Coming back to RACS in 2015, the scale had completely changed. Now it would have about 25 lawyers, including a lawyer permanently based in Melbourne - that does include a number of seconded lawyers [from commercial law firms] - and I think there'd be over a 100 lawyers doing work on a pro bono basis and then hundreds of volunteers.

Back when RACS started we had some support, little bits of support. I remember that in 2000 we started developing a relationship with Gilbert + Tobin. Now, we had a meeting yesterday, and there would have been ten big firms around the table, all of which contribute significantly to RACS." 

Apart from Gilbert + Tobin, the other corporate firms engaged with RACS's refugee work include Allens, Herbert Smith Freehills, King & Wood Mallesons, Henry Davis York and Norton Rose Fulbright. 

Lawyers from Allens, Mallesons and Norton Rose do six month secondments at the service. 

Alison's team at RACS still relies on the unpredictable lifeline of fundraising to respond to government policy changes that regularly up-end the centre's operations.

Just this year, the government decided to impose final deadlines on lodging protection visa applications. In the aftermath of that announcement, a successful fundraising push to hire more lawyers allowed RACS to hold 1,900 appointments for clients between May and July this year. 

The October 1 deadline applies to those who arrived by boat between August 13, 2012 and December 31, 2013, who who did not have the opportunity to seek legal assistance for their protection visas until after 2015. 

The current chapter of RACS' work is coming to an end. With all applications due in three weeks time the service is starting to shift its focus to clients' interviews with the department, submissions to the Immigration Assessment Authority, which reviews adverse decisions made by the department, and judicial review for applicants refused by the IAA. 
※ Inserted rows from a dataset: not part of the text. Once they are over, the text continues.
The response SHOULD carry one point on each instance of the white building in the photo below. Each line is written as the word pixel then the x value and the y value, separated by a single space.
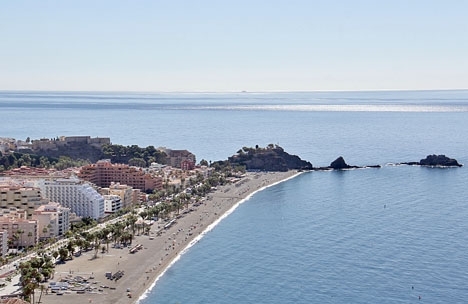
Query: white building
pixel 112 203
pixel 52 220
pixel 3 243
pixel 21 231
pixel 79 196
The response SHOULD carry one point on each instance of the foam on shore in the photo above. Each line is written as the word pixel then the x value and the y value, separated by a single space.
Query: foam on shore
pixel 204 232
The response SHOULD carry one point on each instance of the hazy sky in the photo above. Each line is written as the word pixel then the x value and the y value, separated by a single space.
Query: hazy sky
pixel 222 45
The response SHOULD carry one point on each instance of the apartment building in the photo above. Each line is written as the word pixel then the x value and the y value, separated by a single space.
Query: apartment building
pixel 125 192
pixel 24 198
pixel 21 231
pixel 3 242
pixel 112 203
pixel 53 220
pixel 103 173
pixel 77 195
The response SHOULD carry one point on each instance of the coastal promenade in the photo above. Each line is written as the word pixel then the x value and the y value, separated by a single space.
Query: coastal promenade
pixel 140 270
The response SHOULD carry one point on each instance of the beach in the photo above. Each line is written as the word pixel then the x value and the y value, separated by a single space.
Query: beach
pixel 139 271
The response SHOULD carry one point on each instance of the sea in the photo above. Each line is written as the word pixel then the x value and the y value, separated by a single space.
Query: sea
pixel 395 234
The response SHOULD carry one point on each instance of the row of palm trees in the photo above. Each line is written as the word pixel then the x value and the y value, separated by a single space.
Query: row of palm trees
pixel 35 271
pixel 121 232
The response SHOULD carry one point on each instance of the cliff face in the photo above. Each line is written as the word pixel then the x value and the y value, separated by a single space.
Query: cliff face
pixel 272 158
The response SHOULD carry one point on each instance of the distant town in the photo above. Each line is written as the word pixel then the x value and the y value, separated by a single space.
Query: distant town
pixel 41 198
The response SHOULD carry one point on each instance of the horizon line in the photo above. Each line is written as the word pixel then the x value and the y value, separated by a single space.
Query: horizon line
pixel 231 92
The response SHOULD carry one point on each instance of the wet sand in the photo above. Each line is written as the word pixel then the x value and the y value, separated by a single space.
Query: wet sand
pixel 141 269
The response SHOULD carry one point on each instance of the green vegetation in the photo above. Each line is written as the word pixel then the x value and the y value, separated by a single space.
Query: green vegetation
pixel 16 160
pixel 133 155
pixel 34 272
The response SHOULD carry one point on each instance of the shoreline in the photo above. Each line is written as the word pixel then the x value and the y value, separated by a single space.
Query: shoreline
pixel 204 232
pixel 143 269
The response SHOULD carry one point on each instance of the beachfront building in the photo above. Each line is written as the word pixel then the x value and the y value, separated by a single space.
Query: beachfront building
pixel 16 196
pixel 125 192
pixel 53 220
pixel 3 242
pixel 21 231
pixel 103 173
pixel 181 159
pixel 75 194
pixel 112 203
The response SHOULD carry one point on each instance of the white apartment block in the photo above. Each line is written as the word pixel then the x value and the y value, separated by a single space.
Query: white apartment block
pixel 79 196
pixel 3 243
pixel 20 197
pixel 52 220
pixel 112 203
pixel 125 192
pixel 22 231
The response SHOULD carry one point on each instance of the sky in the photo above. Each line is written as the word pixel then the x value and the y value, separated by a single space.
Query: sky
pixel 231 46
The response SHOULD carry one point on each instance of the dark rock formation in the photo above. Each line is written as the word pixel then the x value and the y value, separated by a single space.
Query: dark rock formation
pixel 271 158
pixel 340 164
pixel 439 161
pixel 435 161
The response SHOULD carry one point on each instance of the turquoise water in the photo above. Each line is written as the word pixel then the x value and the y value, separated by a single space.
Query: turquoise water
pixel 385 235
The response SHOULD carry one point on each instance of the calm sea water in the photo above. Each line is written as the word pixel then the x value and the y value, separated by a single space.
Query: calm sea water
pixel 384 235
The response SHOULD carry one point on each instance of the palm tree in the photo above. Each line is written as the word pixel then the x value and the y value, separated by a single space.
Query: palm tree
pixel 29 237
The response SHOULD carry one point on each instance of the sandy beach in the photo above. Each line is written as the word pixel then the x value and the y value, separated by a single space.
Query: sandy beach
pixel 142 268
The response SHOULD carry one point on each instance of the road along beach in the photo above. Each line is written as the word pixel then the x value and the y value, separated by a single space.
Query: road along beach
pixel 138 272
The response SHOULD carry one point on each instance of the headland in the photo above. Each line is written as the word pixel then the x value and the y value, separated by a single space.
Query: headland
pixel 139 271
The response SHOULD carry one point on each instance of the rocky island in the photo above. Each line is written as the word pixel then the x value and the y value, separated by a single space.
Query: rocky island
pixel 271 158
pixel 435 161
pixel 340 164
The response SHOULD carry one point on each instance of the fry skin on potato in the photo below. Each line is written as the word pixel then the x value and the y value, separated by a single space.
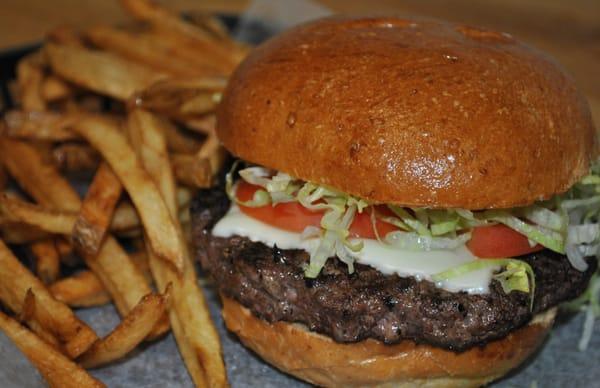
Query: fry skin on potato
pixel 16 280
pixel 112 265
pixel 47 264
pixel 83 289
pixel 56 368
pixel 158 223
pixel 102 72
pixel 97 210
pixel 132 330
pixel 192 326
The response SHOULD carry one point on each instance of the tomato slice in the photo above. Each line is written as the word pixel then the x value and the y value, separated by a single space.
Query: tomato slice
pixel 294 217
pixel 497 241
pixel 486 241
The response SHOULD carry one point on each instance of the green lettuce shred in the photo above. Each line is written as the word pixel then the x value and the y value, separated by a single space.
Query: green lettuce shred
pixel 516 275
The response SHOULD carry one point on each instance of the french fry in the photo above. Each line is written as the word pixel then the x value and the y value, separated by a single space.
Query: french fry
pixel 210 24
pixel 40 180
pixel 54 88
pixel 213 152
pixel 56 369
pixel 158 223
pixel 140 49
pixel 131 332
pixel 179 141
pixel 65 252
pixel 141 127
pixel 30 75
pixel 75 157
pixel 182 98
pixel 113 266
pixel 30 316
pixel 97 210
pixel 192 171
pixel 170 23
pixel 19 233
pixel 16 280
pixel 204 124
pixel 83 289
pixel 40 125
pixel 3 178
pixel 192 326
pixel 66 35
pixel 48 220
pixel 47 260
pixel 125 218
pixel 101 72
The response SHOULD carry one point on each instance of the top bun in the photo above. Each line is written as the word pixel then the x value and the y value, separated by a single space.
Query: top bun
pixel 414 113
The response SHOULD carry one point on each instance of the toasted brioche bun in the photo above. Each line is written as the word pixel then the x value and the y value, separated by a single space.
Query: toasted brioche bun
pixel 319 360
pixel 415 113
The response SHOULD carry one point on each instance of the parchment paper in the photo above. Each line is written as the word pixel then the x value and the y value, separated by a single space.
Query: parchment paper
pixel 557 364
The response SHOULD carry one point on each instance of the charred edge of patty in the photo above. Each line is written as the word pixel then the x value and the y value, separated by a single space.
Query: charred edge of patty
pixel 368 304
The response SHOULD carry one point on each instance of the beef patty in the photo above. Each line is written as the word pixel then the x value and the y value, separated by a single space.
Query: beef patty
pixel 368 304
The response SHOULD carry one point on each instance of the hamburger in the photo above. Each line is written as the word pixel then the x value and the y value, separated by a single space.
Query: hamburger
pixel 412 201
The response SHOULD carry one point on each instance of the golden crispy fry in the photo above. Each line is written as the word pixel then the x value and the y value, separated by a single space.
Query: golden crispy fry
pixel 97 210
pixel 171 24
pixel 134 328
pixel 211 25
pixel 3 178
pixel 18 233
pixel 54 88
pixel 30 316
pixel 192 326
pixel 180 141
pixel 40 180
pixel 16 280
pixel 83 289
pixel 143 128
pixel 113 266
pixel 106 138
pixel 40 125
pixel 182 98
pixel 30 74
pixel 48 220
pixel 204 65
pixel 57 369
pixel 149 52
pixel 66 35
pixel 192 171
pixel 213 152
pixel 205 124
pixel 101 72
pixel 125 218
pixel 66 253
pixel 47 260
pixel 75 157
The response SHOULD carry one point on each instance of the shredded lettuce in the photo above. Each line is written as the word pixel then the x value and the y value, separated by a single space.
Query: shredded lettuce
pixel 516 276
pixel 567 224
This work remains unfunded by the government. 

For a case that is rejected a number of times, Alison estimates that only a third of the work is done at the point of lodging the application. 
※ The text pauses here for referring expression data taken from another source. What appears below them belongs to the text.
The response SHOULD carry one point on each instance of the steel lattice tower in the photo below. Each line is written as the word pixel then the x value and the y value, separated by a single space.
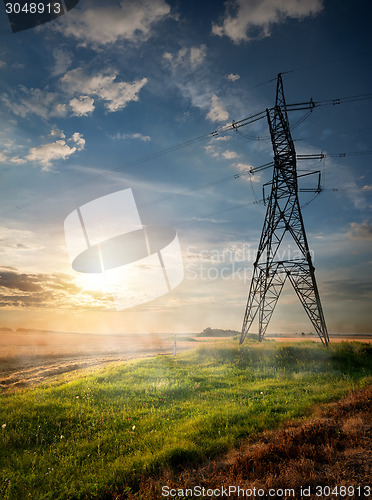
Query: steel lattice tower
pixel 283 217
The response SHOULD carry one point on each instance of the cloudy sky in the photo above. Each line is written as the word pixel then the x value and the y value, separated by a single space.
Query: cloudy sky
pixel 98 101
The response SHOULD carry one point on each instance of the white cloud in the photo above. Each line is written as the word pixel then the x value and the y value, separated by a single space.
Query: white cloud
pixel 57 133
pixel 186 57
pixel 117 94
pixel 62 62
pixel 99 25
pixel 360 231
pixel 34 101
pixel 217 112
pixel 232 77
pixel 229 155
pixel 82 106
pixel 12 159
pixel 251 19
pixel 79 140
pixel 46 154
pixel 135 135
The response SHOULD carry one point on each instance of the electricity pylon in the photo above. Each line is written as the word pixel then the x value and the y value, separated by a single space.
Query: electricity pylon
pixel 283 218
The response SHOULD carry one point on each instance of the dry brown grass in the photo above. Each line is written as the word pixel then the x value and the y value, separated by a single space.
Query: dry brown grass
pixel 332 448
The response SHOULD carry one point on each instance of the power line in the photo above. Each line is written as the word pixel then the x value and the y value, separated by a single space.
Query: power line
pixel 234 126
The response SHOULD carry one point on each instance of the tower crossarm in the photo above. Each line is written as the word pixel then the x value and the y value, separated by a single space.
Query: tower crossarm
pixel 283 217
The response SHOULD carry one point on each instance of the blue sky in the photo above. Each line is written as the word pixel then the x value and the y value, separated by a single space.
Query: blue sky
pixel 86 98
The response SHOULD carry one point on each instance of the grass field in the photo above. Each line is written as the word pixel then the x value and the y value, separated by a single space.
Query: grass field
pixel 99 434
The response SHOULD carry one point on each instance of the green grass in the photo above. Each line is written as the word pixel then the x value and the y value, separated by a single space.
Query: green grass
pixel 83 436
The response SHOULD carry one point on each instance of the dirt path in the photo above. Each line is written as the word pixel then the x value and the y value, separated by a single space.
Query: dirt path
pixel 30 358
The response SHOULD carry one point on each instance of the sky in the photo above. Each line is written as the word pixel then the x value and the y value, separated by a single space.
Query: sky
pixel 98 101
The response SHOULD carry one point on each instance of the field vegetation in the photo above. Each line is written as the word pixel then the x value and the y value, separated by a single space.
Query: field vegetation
pixel 100 434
RACS' focus for the next 18 months will be to provide assistance to applicants who are refused, depending on the merits of their case.

"The aim is to provide it to 600-700 clients."

RACS has already begun to provide assistance to those whose applications have been refused. With the help of pro bono barristers, over the last 12 months hundreds of clients have been given free legal opinions on the likelihood of their success in court. 

In 30 cases prospects of success were found, and in two cases, appeals to the Federal Court have been successful. 

Alison remains in equal parts jaded and optimistic. When asked about the government's persistent attacks on people seeking asylum she has "stopped being shocked", but when asked about the future of RACS she remains "really excited".